The Dow hit another record high yesterday. So where are all the jobs?

The Dow hit another record high yesterday. So where are all the jobs?

by David Atkins

The Dow Jones Industrial Average hit another record high yesterday, closing at a nosebleed-worthy 15,680.35. This isn't exactly a surprise, given that corporate profits are at or near record highs and still growing strongly.

So where are all the jobs?

The entire economic battle between the left and right is about supply and demand. The right believes that if you boost the supply side the economy will grow and people will thrive. The left believes that the best way to economic prosperity is through boosting demand. The right says that if you cut taxes on corporations and the wealthy while cutting regulations, business will make more money which it can spend on investing in new products and new markets, thereby creating jobs. The left says that doing so will only put more money into the pockets of a few while generating no job growth, whereas boosting wages will grow middle-class consumer demand, thus creating the desire and capacity for new product purchases that companies will then deliver.

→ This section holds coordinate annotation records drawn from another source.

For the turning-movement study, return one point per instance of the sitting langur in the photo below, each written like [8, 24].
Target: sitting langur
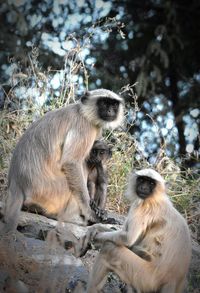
[47, 167]
[97, 173]
[152, 252]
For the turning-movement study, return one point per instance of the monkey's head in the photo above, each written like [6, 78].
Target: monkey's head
[144, 184]
[103, 108]
[100, 152]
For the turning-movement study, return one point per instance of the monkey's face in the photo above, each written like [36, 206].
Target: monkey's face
[103, 108]
[145, 186]
[107, 109]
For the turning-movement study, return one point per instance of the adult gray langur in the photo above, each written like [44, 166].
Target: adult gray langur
[47, 167]
[152, 251]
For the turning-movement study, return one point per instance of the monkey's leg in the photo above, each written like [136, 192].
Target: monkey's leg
[169, 288]
[76, 181]
[97, 278]
[131, 269]
[13, 204]
[180, 286]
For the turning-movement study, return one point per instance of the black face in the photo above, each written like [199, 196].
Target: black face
[145, 186]
[107, 109]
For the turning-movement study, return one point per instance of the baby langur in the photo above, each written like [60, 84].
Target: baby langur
[97, 174]
[47, 169]
[152, 251]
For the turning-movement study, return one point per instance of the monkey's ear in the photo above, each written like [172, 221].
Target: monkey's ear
[84, 98]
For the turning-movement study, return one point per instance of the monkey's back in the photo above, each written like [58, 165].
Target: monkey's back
[167, 242]
[36, 163]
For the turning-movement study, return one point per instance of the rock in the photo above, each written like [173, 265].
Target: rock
[42, 266]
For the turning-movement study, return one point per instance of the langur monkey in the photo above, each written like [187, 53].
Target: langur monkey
[97, 172]
[152, 251]
[47, 167]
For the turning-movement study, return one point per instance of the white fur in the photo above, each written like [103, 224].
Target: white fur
[89, 109]
[130, 193]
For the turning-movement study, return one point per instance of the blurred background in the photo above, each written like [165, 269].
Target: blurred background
[52, 51]
[148, 51]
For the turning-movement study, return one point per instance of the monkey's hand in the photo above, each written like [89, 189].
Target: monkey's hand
[88, 241]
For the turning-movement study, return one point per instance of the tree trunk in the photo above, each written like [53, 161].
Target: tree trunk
[176, 106]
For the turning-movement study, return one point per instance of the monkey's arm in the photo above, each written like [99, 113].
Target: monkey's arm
[91, 188]
[74, 151]
[101, 186]
[125, 237]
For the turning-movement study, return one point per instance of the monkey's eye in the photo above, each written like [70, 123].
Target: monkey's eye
[115, 105]
[94, 151]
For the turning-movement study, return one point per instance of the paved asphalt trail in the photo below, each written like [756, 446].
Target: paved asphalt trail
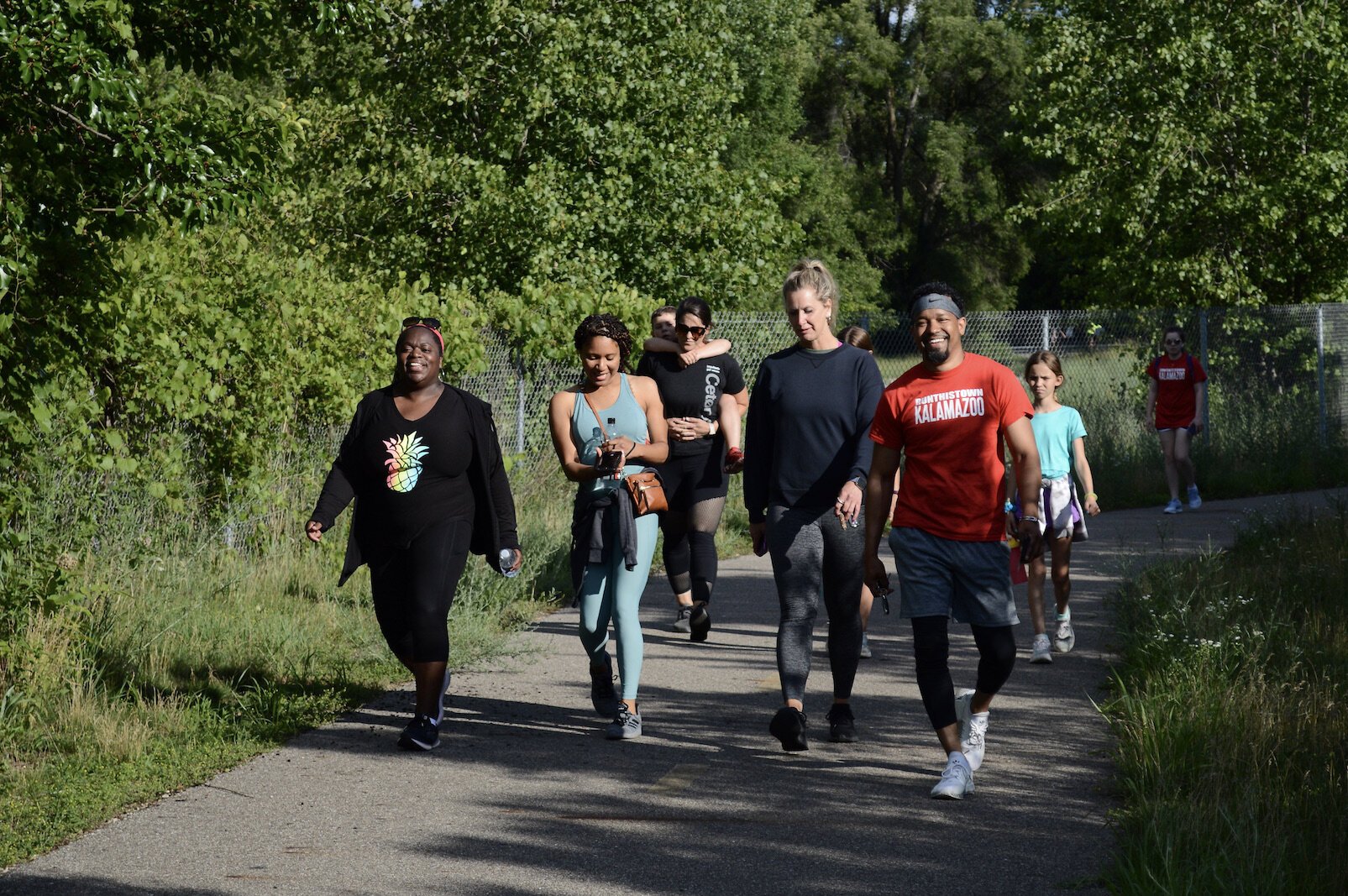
[526, 797]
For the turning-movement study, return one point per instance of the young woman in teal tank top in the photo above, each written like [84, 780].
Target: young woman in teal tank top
[610, 411]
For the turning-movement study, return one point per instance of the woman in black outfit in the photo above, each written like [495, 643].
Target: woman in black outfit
[425, 463]
[695, 474]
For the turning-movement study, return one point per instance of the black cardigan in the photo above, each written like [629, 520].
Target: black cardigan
[494, 516]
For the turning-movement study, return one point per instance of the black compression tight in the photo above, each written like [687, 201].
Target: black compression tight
[931, 650]
[690, 548]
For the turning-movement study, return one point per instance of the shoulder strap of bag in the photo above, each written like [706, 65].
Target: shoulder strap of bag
[585, 395]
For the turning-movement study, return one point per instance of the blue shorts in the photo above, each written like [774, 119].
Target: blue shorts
[968, 581]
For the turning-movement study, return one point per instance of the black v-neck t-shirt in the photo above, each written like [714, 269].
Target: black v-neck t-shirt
[692, 391]
[414, 472]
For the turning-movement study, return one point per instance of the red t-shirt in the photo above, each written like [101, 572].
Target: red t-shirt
[949, 426]
[1176, 406]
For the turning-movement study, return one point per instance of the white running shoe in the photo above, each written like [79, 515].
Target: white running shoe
[1064, 639]
[956, 780]
[973, 729]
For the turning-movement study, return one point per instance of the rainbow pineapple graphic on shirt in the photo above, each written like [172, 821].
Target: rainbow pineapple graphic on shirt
[405, 461]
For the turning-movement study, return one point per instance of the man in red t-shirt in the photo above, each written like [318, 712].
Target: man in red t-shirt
[951, 417]
[1174, 410]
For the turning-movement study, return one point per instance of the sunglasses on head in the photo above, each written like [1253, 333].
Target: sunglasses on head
[432, 322]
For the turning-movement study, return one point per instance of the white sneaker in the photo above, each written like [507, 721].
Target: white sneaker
[1064, 639]
[973, 728]
[956, 780]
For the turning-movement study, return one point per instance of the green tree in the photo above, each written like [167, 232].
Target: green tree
[910, 100]
[515, 146]
[107, 136]
[1201, 149]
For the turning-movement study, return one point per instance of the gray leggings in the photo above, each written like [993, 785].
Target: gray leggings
[812, 554]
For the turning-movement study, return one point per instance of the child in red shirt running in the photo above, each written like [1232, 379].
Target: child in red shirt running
[1174, 411]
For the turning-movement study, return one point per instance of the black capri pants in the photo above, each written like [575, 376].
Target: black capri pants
[414, 588]
[695, 487]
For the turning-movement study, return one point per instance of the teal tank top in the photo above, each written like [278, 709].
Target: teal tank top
[627, 419]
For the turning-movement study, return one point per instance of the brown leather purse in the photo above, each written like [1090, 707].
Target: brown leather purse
[648, 492]
[644, 488]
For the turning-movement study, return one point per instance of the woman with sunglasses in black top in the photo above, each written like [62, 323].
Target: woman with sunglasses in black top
[425, 463]
[695, 479]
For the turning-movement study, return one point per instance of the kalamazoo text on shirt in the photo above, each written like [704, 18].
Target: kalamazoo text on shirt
[948, 406]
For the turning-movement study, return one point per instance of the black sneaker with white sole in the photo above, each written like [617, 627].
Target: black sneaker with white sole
[842, 724]
[700, 623]
[789, 726]
[603, 694]
[421, 733]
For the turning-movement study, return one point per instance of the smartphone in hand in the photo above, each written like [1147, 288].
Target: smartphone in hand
[608, 461]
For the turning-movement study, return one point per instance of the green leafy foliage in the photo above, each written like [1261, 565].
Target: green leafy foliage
[1200, 147]
[108, 138]
[517, 146]
[910, 100]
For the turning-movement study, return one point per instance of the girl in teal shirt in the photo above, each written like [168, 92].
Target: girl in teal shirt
[1060, 436]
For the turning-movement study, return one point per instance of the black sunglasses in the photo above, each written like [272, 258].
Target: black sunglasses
[432, 322]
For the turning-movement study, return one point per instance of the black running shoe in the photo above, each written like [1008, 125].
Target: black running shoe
[842, 724]
[789, 728]
[421, 733]
[699, 624]
[601, 689]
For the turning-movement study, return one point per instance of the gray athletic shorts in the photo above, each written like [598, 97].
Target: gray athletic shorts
[968, 581]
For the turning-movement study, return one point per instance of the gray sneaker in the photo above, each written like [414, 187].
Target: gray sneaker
[956, 780]
[973, 729]
[1041, 651]
[682, 620]
[1064, 639]
[624, 726]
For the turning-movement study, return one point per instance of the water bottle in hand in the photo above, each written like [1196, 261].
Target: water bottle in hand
[507, 559]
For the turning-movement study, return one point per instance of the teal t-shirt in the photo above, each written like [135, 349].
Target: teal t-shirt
[1054, 432]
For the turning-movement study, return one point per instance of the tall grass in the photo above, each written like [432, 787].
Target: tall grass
[1231, 710]
[187, 647]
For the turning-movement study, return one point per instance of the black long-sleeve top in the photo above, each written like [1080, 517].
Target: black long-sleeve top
[808, 429]
[492, 504]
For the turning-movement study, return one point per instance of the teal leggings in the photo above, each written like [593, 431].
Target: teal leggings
[612, 592]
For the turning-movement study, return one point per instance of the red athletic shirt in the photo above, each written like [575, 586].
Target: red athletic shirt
[1176, 406]
[949, 426]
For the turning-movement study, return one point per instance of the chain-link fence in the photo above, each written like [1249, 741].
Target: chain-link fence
[1276, 390]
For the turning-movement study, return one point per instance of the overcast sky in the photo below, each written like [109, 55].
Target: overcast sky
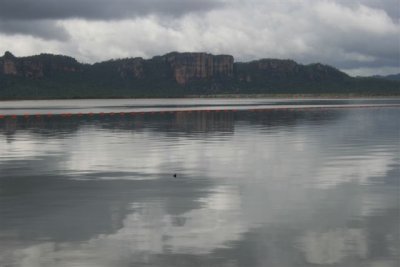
[361, 37]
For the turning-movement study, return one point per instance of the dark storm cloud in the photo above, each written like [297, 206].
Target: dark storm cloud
[390, 7]
[99, 9]
[47, 30]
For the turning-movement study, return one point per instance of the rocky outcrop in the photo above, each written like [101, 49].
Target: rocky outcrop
[189, 67]
[9, 64]
[133, 66]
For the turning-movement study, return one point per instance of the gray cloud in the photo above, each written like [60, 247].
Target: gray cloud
[359, 36]
[44, 29]
[99, 9]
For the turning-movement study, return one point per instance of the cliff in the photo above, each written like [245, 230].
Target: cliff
[173, 75]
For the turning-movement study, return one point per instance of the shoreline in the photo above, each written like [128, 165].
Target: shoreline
[226, 96]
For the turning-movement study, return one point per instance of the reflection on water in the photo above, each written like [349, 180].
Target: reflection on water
[271, 188]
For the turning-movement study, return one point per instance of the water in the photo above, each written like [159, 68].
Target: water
[273, 187]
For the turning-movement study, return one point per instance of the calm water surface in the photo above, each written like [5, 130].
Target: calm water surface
[301, 187]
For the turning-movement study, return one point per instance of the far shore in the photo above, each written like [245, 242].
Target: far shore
[225, 96]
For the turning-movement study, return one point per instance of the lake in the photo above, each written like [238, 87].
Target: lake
[258, 183]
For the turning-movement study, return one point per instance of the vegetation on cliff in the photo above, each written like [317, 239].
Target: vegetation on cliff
[175, 75]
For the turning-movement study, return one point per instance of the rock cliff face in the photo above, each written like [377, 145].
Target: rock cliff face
[188, 67]
[131, 67]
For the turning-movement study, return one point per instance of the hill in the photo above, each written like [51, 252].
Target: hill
[48, 76]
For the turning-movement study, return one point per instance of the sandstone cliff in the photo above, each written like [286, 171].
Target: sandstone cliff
[173, 75]
[199, 66]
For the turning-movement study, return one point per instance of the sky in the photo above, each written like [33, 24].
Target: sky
[360, 37]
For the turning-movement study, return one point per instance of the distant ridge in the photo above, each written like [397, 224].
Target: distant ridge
[391, 77]
[175, 74]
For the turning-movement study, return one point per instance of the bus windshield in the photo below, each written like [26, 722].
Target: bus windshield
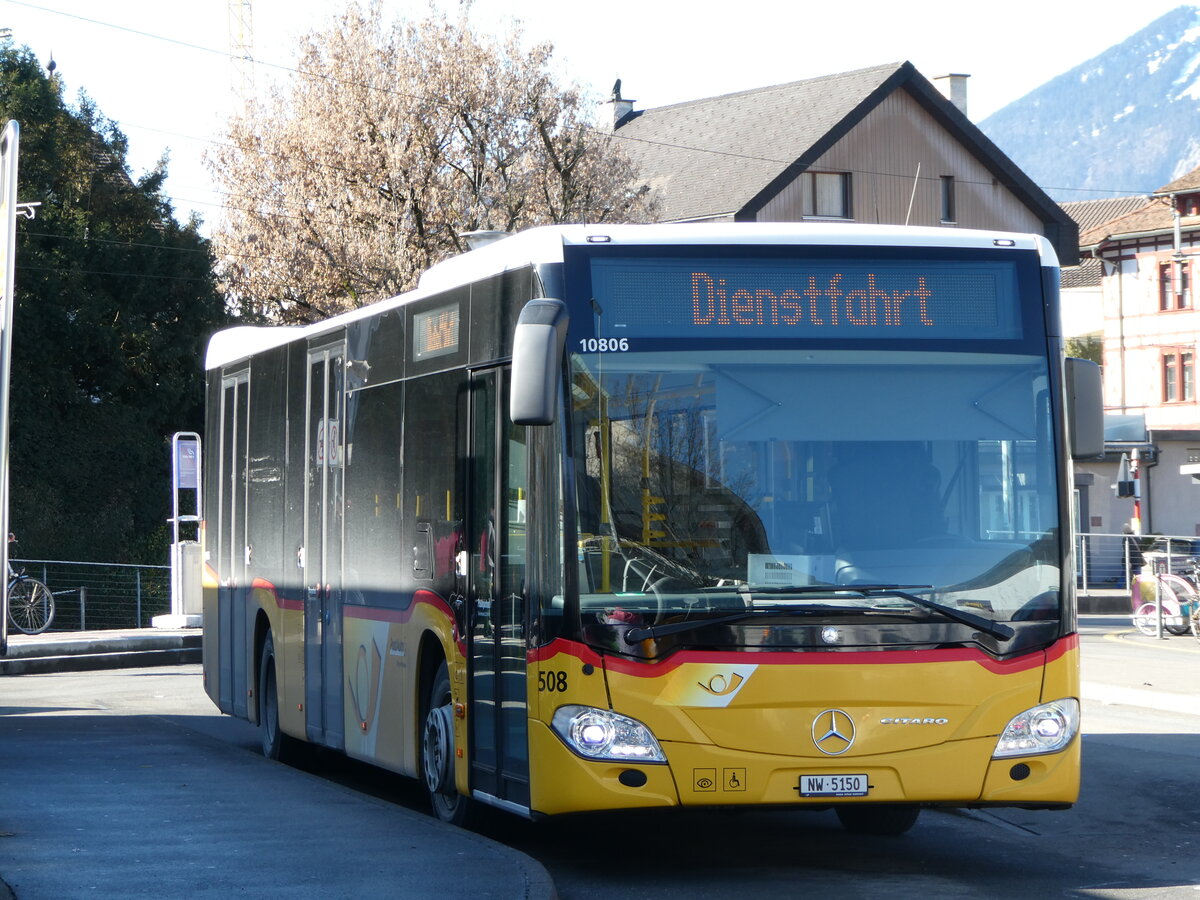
[717, 481]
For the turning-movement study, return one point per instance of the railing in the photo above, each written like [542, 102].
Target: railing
[112, 595]
[91, 597]
[1111, 561]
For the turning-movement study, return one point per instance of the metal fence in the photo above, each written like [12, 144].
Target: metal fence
[113, 595]
[1111, 561]
[91, 597]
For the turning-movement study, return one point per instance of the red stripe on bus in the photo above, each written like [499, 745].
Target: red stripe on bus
[373, 613]
[783, 658]
[280, 601]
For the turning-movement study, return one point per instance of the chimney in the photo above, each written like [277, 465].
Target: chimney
[954, 88]
[621, 107]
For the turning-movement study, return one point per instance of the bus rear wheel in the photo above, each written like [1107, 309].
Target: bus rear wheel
[276, 745]
[438, 753]
[883, 819]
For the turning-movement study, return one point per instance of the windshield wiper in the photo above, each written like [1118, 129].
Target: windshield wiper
[996, 629]
[636, 635]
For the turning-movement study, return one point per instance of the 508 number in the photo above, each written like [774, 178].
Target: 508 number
[604, 345]
[553, 682]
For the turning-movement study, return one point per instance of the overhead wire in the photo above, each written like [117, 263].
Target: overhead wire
[454, 108]
[229, 204]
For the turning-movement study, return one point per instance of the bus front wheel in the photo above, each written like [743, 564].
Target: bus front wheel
[885, 819]
[438, 753]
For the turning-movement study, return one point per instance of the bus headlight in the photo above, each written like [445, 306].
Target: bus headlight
[603, 735]
[1045, 729]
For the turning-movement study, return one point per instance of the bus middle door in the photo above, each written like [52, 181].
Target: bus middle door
[496, 541]
[323, 546]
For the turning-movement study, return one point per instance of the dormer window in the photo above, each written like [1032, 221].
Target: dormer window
[826, 195]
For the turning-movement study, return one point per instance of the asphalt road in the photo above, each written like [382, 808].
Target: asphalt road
[1134, 834]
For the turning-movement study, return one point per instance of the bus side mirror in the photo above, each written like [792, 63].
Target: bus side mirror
[1085, 408]
[538, 348]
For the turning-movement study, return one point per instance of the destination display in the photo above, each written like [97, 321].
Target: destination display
[789, 299]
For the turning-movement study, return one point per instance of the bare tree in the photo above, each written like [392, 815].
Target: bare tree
[390, 143]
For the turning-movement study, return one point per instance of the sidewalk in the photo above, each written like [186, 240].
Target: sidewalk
[83, 651]
[94, 804]
[1132, 669]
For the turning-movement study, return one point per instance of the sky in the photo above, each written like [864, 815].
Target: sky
[161, 69]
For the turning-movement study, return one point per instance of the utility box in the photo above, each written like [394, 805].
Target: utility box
[186, 559]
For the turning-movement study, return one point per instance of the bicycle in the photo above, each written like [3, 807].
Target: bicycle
[30, 603]
[1180, 599]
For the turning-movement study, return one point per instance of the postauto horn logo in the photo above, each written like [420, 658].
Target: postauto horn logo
[833, 732]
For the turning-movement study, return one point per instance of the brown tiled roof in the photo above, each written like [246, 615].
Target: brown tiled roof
[729, 156]
[711, 157]
[1090, 214]
[1151, 216]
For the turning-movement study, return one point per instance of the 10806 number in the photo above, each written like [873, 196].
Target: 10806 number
[604, 345]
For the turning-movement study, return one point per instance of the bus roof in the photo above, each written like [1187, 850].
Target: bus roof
[544, 245]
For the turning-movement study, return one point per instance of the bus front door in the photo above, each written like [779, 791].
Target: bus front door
[323, 546]
[499, 743]
[232, 545]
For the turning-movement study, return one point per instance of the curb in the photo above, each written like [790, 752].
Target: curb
[66, 652]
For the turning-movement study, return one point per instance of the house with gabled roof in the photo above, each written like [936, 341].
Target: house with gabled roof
[875, 145]
[1151, 330]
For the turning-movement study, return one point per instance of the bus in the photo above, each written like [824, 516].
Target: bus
[613, 517]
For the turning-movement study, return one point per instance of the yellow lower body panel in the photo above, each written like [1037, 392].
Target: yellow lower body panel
[565, 783]
[953, 774]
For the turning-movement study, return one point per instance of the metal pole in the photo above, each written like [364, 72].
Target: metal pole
[9, 151]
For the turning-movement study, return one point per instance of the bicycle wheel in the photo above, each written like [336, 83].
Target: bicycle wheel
[30, 605]
[1180, 598]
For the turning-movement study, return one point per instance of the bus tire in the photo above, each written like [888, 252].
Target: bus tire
[276, 745]
[438, 753]
[882, 819]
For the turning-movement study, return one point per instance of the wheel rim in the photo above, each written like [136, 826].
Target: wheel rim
[438, 749]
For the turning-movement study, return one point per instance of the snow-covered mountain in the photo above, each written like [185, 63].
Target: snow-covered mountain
[1127, 120]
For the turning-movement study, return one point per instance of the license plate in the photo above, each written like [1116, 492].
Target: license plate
[833, 785]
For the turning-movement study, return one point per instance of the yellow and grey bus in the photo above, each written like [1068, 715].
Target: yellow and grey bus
[639, 516]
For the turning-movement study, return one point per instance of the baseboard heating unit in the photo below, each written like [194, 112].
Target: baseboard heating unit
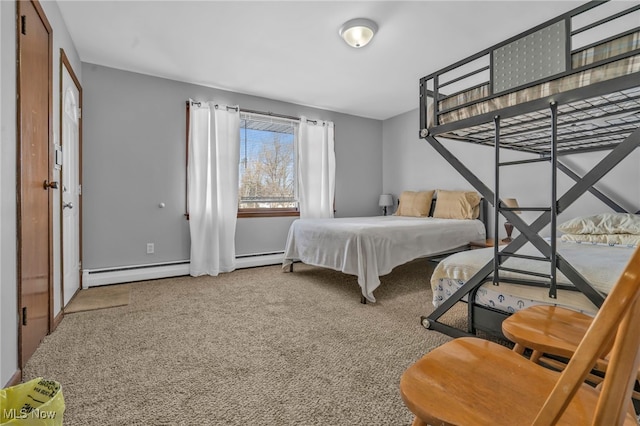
[125, 274]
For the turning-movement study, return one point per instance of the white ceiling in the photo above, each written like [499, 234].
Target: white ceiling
[291, 51]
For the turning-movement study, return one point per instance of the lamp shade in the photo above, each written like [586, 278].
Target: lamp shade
[358, 32]
[512, 203]
[385, 200]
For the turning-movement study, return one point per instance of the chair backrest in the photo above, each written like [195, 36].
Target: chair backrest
[619, 319]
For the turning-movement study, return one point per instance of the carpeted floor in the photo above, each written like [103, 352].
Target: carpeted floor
[255, 346]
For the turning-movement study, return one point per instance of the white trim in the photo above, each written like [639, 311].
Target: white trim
[104, 276]
[125, 274]
[261, 260]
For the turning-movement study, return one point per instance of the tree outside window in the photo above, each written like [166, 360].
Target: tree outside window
[267, 166]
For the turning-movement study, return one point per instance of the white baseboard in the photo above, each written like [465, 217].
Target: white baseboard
[97, 277]
[125, 274]
[260, 260]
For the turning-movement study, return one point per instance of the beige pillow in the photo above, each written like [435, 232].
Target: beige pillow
[627, 240]
[415, 204]
[457, 205]
[604, 223]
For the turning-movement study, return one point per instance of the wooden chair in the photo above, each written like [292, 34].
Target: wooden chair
[552, 330]
[470, 381]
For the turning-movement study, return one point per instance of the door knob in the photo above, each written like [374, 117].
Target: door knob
[48, 184]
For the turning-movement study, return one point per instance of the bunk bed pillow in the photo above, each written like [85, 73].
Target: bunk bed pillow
[415, 204]
[603, 224]
[457, 205]
[624, 240]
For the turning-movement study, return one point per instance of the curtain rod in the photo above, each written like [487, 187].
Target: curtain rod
[250, 111]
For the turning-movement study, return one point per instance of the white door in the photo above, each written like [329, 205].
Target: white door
[71, 189]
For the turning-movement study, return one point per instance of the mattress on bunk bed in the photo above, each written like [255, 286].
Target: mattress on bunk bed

It's a simple debate. It's also one in which the media refuses to take sides, pretending that the answer is an elusive and ineffable mystery. This economic debate is considered a matter of opinion rather than of fact.

And yet, we have facts that are startlingly obvious and help us easily determine the victor in this battle of ideas.

It is a fact that taxes on the wealthy are at near historic lows, and that the share of the wealth controlled by the rich is at historic highs. It is a fact that corporate profits are at record highs, as is the stock market. Business, and big business in particular, is doing very, very well. Yet unemployment remains high, wages are stagnant, economic mobility is weak and the middle class is shrinking. Corporations are sitting on vast accumulated wealth, but are not investing that wealth in human capital that advances broad-based prosperity.

We do, on the other hand, have plenty of evidence that high levels of income inequality are very damaging to an economy. We have plenty of evidence that corporations are unwilling to invest in new products because they're not certain that consumers will be able to afford them. Moreover, we know that unemployment was lower and the nation more prosperous when taxes on the wealthy were higher, when regulations on Wall Street were more stringent, and when organized labor was more powerful.

The argument should by all rights be over. Much as in other areas of scientific debate, conservatives have plainly lost this argument in the realm of fact, and have resorted to restating ideological opinions in the hope that repetition will become accepted truth.

The difference is that the media have finally begun to accept and report that climate change and evolution are incontrovertible facts, while Young Earth creationism and climate denialism are fiction undeserving of publication.

The same standard should be applied to the obvious fiction of supply-side economics. Record profits, record stock values and record inequality coupled with high unemployment should end the argument among serious thinkers and objective analysts once and for all.